The Air Force determined DeRito’s record was not worthy of graduating, becoming an officer and joining the Air Force to repay his debt for his four-year education.
He believes he was thrown out because of what he calls a history of retaliation against those who report sexual assault at the academy.
“When I was working as an undercover informant for the Office of Special Investigations, I reported 30 perpetrators of sexual assault and rape at the Air Force Academy.”
The decision by the Academy left DeRito on the hook for more than $200,000 in debt to the federal government for the cost of his education.
The former cadet had moved on with his life, joined the Colorado Army National Guard and thought his conflicts with the Air Force were behind him. But seven years after he graduated, he learned the Academy had made entries on records regarding his mental health.
“I was weeks away from transferring to start training, to get my dream back and move on with my life,” DeRito said. “At that moment, the Army said 'we can’t send you to helicopter training because the Air Force has put multiple mental health diagnoses on your record.'”
Air Force mental health records provided by DeRito show impulse control disorder, personality disorder, narcissistic, anti-social and obsessive-compulsive personality traits. DeRito said they are diagnoses from “a doctor I never met.” They were on a record that is dated more than year after he left the Academy.

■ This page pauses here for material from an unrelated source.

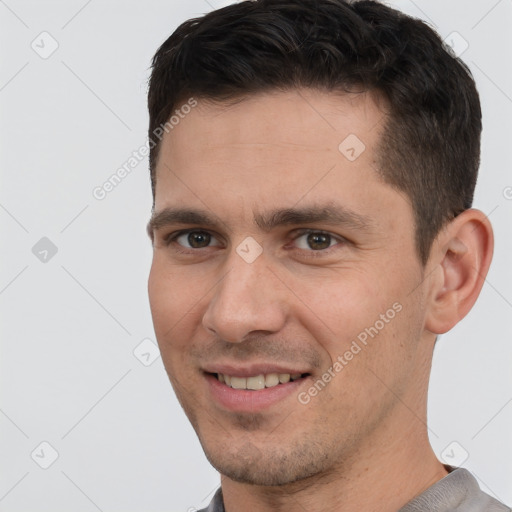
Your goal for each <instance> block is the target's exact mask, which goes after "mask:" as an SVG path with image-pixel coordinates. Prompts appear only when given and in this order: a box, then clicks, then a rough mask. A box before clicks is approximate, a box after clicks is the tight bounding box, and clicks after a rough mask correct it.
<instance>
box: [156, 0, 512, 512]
mask: <svg viewBox="0 0 512 512" xmlns="http://www.w3.org/2000/svg"><path fill="white" fill-rule="evenodd" d="M148 102H149V113H150V128H149V132H150V139H151V140H152V141H153V143H152V149H151V154H150V167H151V177H152V184H153V193H154V211H153V215H152V218H151V220H150V223H149V225H148V232H149V233H150V236H151V238H152V240H153V246H154V258H153V265H152V269H151V274H150V278H149V296H150V302H151V309H152V315H153V321H154V325H155V332H156V336H157V339H158V343H159V346H160V350H161V354H162V358H163V361H164V364H165V367H166V370H167V373H168V375H169V378H170V380H171V383H172V385H173V387H174V389H175V391H176V394H177V396H178V399H179V401H180V403H181V405H182V407H183V409H184V410H185V413H186V414H187V416H188V418H189V420H190V421H191V423H192V425H193V427H194V429H195V431H196V433H197V435H198V437H199V440H200V442H201V444H202V447H203V449H204V451H205V454H206V456H207V458H208V460H209V461H210V462H211V464H212V465H213V466H214V467H215V468H216V469H217V470H218V471H219V472H220V474H221V489H219V491H218V492H217V493H216V495H215V497H214V498H213V500H212V502H211V504H210V506H209V508H208V509H207V510H209V511H210V512H213V511H223V510H225V511H227V512H235V511H239V510H251V511H256V512H258V511H284V510H307V511H311V512H315V511H328V510H329V511H330V510H332V511H343V512H347V511H361V510H378V511H384V512H387V511H389V512H391V511H397V510H401V511H417V510H418V511H419V510H422V511H424V510H432V511H434V510H435V511H447V510H458V511H470V510H471V511H476V510H478V511H480V510H482V511H483V510H485V511H501V510H509V509H508V508H507V507H506V506H504V505H502V504H500V503H499V502H497V501H496V500H494V499H493V498H491V497H490V496H488V495H486V494H484V493H483V492H482V491H481V490H480V489H479V487H478V484H477V482H476V480H475V479H474V477H473V476H472V475H471V474H470V473H469V472H468V471H466V470H465V469H457V468H454V467H450V466H446V465H443V464H442V463H441V462H439V460H438V459H437V458H436V456H435V454H434V452H433V450H432V448H431V447H430V444H429V440H428V435H427V425H426V421H427V417H426V404H427V387H428V377H429V370H430V365H431V360H432V352H433V348H434V344H435V342H436V337H437V336H438V335H439V334H442V333H444V332H446V331H448V330H450V329H451V328H452V327H453V326H454V325H456V324H457V322H459V321H460V320H461V319H462V318H463V317H464V316H465V315H466V314H467V312H468V311H469V310H470V309H471V307H472V306H473V304H474V303H475V301H476V299H477V297H478V294H479V292H480V290H481V287H482V284H483V281H484V278H485V275H486V273H487V271H488V268H489V265H490V262H491V258H492V248H493V235H492V229H491V226H490V224H489V221H488V220H487V219H486V217H485V216H484V215H483V213H482V212H480V211H478V210H475V209H471V203H472V197H473V190H474V186H475V182H476V176H477V170H478V163H479V146H480V132H481V113H480V105H479V99H478V94H477V92H476V89H475V85H474V82H473V80H472V78H471V75H470V73H469V71H468V70H467V68H466V67H465V66H464V65H463V64H462V63H461V62H460V61H458V60H457V59H456V58H454V57H453V56H452V55H450V54H449V53H448V52H447V51H446V49H445V48H444V47H443V45H442V42H441V40H440V39H439V37H438V36H437V35H436V34H435V33H434V32H433V31H432V30H431V29H430V28H428V27H427V26H426V25H425V24H423V23H422V22H420V21H418V20H414V19H411V18H408V17H406V16H404V15H403V14H401V13H399V12H397V11H395V10H392V9H390V8H388V7H385V6H384V5H381V4H379V3H377V2H371V1H362V2H347V1H343V0H321V1H320V0H315V1H313V0H257V1H252V2H251V1H248V2H241V3H239V4H235V5H232V6H229V7H226V8H224V9H221V10H218V11H214V12H212V13H210V14H208V15H206V16H204V17H202V18H199V19H195V20H190V21H188V22H186V23H184V24H182V25H181V26H180V27H179V28H178V29H177V30H176V31H175V32H174V34H173V35H172V36H171V37H170V38H169V39H168V40H167V41H165V43H164V44H163V45H162V46H161V48H160V49H159V50H158V52H157V53H156V55H155V57H154V60H153V70H152V75H151V80H150V89H149V101H148Z"/></svg>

“Some people at the Air Force Academy have declared war on an American citizen: Adam DeRito,” said Herb Rubenstein, an attorney hired by DeRito to challenge the actions of the Air Force Academy.
DeRito hired two attorneys, and together they filed a lawsuit against the U.S.

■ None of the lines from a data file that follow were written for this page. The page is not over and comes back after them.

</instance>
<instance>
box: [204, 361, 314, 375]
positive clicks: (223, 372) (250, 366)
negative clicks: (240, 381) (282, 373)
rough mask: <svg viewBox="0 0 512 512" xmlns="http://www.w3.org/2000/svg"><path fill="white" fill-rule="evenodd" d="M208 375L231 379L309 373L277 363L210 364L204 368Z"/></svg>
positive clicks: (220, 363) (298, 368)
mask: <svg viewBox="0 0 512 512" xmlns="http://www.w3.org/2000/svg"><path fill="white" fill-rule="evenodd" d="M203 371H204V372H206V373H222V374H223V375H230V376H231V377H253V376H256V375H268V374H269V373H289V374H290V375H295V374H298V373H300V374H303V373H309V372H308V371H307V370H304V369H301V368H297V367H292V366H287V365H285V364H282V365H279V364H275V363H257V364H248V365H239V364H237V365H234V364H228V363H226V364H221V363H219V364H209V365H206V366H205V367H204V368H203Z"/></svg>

“We can’t figure it out,” attorney Matt Greife said. “I wish I had an answer, but we don’t.”
DeRito’s legal team challenged the validity of the mental health diagnoses, and an Air Force board ruled the government needed to “correct the record.” In a letter Denver7 Investigates reviewed, the Department of the Air Force specifically directs the removal of all of DeRito’s mental health diagnoses.
“The order was very clear from the Air Force, take the diagnoses out of his records,” Greife said. “Simple as that, and they did. But then they added new stuff in, and he, again, can’t get promoted.”
Those new items prevent DeRito from entering helicopter training with the Colorado Army National Guard.
Now, more than a decade after DeRito was scheduled to graduate from the Air Force Academy, more military red tape prevents him from a promotion with the Colorado Army National Guard.
“We need to fight this in the courts. We need to fight this politically going forward,” Rubenstein said. “This is a lifetime battle. We’re just trying to get Adam what he earned.”
DeRito added, “I think I have proven to this nation that I am willing to do whatever it takes to protect what it stands for. I’m hoping that the Air Force Academy realizes that it made some mistakes in the past and they are willing to move beyond those, and to make sure that what happened to me never happens to anyone again."
The Air Force Academy and the U.S. Attorney’s Office declined Denver7 Investigates’ requests for interviews, citing ongoing litigation between the two sides.